By Leah Eichler (CEO, r/ally)
Are you a giver or a taker?
Not in the philanthropic sense, but in your interactions with others in your professional life. Givers look for opportunities to support colleagues, or even strangers while takers jealously guard their advances and look to take advantage of a situation. Personally, I vacillate between the two but my default setting is giving.
That’s a difficult admission in the business world where “nice” is perceived as four-letter world. The truth is I am deeply committed to my own success but I don’t view it a zero-sum game, where my gains came at another’s expense. When I launched my own company, family and friends alike encouraged me to be more cutthroat, adhering to the long-held belief that givers don’t get ahead. A variety of war-like metaphors littered their advice on how to thrive in an environment motivated — according to them — exclusively by greed and power. These aphorisms are ones many of us have heard before: Eat or be eaten. Take no prisoners. It’s a dog-eat-dog world. The problem is – they just didn’t resonate.

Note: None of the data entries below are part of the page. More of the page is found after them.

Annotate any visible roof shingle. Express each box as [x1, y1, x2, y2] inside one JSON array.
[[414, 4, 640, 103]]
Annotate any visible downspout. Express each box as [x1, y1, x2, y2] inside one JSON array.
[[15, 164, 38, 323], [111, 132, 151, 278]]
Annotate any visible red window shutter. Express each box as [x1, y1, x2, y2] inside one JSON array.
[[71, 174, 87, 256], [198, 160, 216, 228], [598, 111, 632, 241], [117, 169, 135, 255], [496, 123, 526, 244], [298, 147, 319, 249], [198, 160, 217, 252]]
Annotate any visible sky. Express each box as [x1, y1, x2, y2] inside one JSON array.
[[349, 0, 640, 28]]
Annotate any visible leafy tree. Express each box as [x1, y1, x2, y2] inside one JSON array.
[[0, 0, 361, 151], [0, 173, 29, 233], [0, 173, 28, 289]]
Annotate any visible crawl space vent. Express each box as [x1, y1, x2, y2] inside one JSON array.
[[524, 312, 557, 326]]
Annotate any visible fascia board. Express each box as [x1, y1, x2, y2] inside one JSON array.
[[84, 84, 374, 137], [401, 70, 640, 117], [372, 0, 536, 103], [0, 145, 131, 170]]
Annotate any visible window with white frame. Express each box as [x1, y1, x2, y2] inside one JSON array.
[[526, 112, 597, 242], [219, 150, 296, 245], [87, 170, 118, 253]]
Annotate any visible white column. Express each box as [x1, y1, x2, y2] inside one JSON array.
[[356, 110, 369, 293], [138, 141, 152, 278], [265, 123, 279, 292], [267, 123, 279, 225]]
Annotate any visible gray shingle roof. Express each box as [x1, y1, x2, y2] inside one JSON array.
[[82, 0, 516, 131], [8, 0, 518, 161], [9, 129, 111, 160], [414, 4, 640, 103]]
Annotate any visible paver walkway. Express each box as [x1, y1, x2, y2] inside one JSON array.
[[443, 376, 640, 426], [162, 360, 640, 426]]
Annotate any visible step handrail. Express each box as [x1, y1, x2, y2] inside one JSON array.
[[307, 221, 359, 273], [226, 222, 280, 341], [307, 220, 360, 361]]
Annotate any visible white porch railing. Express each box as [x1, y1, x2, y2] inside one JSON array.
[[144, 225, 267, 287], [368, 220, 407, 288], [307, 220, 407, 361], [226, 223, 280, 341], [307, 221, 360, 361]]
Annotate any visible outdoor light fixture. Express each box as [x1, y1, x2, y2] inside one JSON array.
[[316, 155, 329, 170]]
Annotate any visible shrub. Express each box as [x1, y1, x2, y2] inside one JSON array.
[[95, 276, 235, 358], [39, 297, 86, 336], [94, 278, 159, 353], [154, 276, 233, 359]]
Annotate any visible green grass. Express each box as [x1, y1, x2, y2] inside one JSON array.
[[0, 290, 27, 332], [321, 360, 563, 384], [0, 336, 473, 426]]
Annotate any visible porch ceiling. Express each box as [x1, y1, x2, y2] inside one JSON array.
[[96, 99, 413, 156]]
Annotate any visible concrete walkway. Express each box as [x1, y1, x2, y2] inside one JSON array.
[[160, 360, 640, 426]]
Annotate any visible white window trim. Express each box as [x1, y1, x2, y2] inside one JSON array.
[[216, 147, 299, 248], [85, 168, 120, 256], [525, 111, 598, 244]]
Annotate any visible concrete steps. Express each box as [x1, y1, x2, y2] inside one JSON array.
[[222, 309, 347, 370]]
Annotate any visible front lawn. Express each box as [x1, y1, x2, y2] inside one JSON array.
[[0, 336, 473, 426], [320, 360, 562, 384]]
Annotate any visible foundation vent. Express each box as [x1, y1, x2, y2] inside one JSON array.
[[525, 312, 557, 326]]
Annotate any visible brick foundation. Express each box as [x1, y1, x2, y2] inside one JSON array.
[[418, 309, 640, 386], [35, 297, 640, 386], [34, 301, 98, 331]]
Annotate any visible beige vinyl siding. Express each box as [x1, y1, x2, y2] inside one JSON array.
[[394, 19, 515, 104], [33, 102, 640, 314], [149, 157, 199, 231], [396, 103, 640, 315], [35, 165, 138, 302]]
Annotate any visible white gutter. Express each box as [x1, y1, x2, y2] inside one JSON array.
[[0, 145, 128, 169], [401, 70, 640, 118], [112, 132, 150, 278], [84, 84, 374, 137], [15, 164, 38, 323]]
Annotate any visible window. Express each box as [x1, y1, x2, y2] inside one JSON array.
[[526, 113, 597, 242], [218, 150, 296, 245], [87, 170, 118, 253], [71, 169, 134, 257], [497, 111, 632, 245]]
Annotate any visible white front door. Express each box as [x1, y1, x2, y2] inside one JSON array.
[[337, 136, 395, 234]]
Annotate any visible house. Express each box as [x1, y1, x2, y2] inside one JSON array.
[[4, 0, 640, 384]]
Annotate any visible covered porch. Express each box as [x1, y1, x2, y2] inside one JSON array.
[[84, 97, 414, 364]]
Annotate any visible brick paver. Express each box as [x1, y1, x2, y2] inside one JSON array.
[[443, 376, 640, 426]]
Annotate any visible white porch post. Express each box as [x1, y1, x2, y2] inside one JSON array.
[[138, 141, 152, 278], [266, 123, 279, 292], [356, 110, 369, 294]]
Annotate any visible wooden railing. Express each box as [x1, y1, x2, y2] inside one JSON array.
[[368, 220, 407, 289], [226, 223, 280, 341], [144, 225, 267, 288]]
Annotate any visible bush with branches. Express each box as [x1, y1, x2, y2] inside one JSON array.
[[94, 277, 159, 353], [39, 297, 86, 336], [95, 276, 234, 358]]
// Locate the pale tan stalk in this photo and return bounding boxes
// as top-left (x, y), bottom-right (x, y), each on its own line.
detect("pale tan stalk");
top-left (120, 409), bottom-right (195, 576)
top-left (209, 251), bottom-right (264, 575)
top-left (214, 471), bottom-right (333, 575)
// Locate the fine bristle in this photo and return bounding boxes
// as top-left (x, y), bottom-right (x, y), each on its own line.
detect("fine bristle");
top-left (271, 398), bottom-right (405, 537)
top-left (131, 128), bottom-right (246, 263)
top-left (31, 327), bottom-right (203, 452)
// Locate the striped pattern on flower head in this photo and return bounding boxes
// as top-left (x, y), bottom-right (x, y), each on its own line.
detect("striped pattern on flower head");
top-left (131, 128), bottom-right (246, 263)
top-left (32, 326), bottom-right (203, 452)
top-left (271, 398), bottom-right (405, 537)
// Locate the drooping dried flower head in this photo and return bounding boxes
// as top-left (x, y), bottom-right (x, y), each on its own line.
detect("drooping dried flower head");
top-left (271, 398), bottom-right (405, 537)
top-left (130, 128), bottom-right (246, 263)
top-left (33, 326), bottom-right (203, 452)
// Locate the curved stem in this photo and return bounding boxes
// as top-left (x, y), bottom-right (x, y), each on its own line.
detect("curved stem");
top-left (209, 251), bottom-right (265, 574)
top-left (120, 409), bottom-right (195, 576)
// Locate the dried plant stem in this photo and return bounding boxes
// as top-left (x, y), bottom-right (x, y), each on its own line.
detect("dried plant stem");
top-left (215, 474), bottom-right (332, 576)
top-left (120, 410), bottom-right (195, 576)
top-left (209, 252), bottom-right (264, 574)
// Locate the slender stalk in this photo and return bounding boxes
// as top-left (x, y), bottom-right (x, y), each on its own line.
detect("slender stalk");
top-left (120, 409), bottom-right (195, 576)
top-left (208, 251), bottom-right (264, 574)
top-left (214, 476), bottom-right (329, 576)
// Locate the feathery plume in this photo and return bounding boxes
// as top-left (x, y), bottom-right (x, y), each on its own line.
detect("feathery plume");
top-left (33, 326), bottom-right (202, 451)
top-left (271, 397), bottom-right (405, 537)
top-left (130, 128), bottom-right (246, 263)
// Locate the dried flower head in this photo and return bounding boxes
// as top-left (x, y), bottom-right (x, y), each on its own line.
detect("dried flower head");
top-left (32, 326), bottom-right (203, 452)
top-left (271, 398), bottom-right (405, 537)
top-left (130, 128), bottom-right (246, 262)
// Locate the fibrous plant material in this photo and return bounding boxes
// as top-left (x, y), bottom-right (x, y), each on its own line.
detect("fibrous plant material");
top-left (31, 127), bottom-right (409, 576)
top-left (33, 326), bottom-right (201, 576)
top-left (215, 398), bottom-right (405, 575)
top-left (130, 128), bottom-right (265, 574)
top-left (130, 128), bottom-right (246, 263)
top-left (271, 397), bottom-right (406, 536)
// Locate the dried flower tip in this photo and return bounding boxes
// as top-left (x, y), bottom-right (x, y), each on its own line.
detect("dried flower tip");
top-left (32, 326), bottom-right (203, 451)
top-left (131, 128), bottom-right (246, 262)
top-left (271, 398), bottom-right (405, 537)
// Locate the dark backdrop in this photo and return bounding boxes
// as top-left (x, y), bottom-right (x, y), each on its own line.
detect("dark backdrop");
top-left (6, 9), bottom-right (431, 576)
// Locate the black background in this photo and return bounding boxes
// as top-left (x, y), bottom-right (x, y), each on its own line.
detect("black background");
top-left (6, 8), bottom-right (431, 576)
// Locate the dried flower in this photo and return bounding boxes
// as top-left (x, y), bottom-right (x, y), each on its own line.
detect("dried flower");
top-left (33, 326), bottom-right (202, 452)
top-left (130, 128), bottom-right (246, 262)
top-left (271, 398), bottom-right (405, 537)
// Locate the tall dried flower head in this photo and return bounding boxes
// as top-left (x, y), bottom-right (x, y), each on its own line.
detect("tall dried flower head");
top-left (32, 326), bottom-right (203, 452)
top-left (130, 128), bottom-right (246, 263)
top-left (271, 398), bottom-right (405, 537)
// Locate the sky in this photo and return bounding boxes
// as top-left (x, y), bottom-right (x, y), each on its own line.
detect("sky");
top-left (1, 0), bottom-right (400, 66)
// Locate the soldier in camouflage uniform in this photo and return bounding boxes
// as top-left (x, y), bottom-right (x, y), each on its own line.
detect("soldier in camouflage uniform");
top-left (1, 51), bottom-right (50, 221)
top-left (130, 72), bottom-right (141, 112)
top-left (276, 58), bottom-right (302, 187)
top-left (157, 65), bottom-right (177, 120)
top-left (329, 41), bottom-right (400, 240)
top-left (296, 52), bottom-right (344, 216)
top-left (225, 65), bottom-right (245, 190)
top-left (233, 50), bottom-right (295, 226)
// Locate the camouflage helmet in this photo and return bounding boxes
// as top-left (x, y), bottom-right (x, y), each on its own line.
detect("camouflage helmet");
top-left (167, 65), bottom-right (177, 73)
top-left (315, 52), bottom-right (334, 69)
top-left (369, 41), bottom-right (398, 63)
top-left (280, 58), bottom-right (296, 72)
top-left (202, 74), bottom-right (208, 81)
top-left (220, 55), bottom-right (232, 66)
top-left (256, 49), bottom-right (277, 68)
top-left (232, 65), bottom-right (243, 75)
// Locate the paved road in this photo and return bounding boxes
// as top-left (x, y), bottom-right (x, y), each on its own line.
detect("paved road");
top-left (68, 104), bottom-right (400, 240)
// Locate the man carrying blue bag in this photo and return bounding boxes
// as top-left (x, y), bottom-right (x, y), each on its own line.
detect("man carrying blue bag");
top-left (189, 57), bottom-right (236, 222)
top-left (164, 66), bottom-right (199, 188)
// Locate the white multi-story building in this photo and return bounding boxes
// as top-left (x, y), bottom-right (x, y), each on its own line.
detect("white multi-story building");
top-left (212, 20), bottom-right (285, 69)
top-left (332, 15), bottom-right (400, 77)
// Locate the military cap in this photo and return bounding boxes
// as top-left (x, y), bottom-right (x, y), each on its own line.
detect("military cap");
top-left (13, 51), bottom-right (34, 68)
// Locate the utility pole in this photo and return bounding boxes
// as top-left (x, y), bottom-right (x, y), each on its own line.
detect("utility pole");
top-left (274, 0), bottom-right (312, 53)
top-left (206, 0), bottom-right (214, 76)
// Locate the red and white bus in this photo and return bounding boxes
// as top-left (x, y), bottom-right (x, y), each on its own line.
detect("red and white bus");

Thankfully, givers may be getting their moment in the spotlight and it couldn’t come soon enough. Give and Take: A Revolutionary Approach to Success, by Wharton professor and organizational psychologist Adam Grant’s turns that commonly held belief about giving versus taking on its head and shows that when done properly, givers come out ahead. The idea appears to be resonating since the book hit both the New York Times and Wall Street Journal bestseller list.
In professional business settings, Mr. Grant divides people into three categories on the collaboration spectrum based on they interact with others: givers, matchers and takers. Takers, not surprisingly, put their own interests first. Takers may give to others, but only when the personal benefit outweighs the cost.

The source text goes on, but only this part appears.